I am satisfied that the Complainant has established facts from which it may be presumed that prohibited conduct has occurred in relation to her and she has established a prima facie case of indirect discrimination on the ground of race.
However I find that the Respondent can successfully rebut this prima facie case if they can show that the neutral provision in question is objectively justified by a legitimate aim and the means of achieving that aim are appropriate and necessary.
- Section 3(1)(c) of the Equal Status Acts provides:
(c) where an apparently neutral provision puts a person referred to in any paragraph
of section 3(2) at a particular disadvantage compared with other
persons, unless the provision is objectively justified by a legitimate aim and
the means of achieving that aim are appropriate and necessary.
I note that the Respondent replied to the Complainant stating “some time ago we established that EU licence holders in general perform more poorly than full Irish licence holders on our car and van products, hence the difference in premium”. I note that the Respondent provided the following statistical evidence to the hearing as follows:
Claims frequency for EU license holder was 38% more than full Irish license holders
Claim costs for EU license holders were 36% higher for the same period than compared to full Irish licenses holders.
Therefore the differential in the insurance quotation is not directed to the race or nationality of the license holder, but is in fact directed to addressing the different risk profiles presented by the particular license holder and where the licence is issued all of which impact directly on the risk being assumed by the Respondent as insurer and which informs the level of insurance premium quoted by the Respondent in agreeing to accept the risk.
So if indirect discrimination is alleged then it is not enough to look at then price quoted, it has to be in effect a subtle way of charging a particular national a higher price.
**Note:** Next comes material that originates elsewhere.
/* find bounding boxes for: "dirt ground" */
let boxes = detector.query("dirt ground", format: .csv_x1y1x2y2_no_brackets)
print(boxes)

The only reason for the higher price has to be nationality.
In this case nationality has not been identified other than that of an EU licence holder.
I note that had the Complainant a full Irish licence she would have been quoted a cheaper rate.
Therefore I find that the quote was based not on nationality.
I note the very clear evidence that EU licence holders place a far higher risk to the insurer than the holders of full Irish / British licence holders.
It must be accepted that it is in the insurer’s best interest to effectively manage that risk.
I find that it is clear that the price differential applied by the Respondent is objectively justified by a legitimate aim. There is no question but that it is legitimate for the Respondent to, for commercial reasons determine its premiums for car insurance on the basis of risk characteristics which are objectively justified by actuarial and statistical data.
Regarding the decision in the Test-Achats case, this addressed the issue of discrimination on the basis of gender and I find that it has no relevance to the present issue under consideration.
Section 41(4) of the Workplace Relations Act 2015 requires that I make a decision in relation to the complaint in accordance with the relevant redress provisions under Schedule 6 of that Act.
Section 25 of the Equal Status Act, 200 requires that I make a decision in relation to the complaint in accordance with the relevant redress provisions under section 27 of that Act.
I have considered all the submissions, written and oral that were made and in accordance with section 25(4) of the Equal Status Acts, I conclude this investigation and issue the following decision.
I find that the Complainant has established a prima facie case of indirect discrimination on the ground of race.
I have decided that the Respondent has established that there were objective grounds justifying their charges.
I have decided that this complaint was not well founded and that it fails.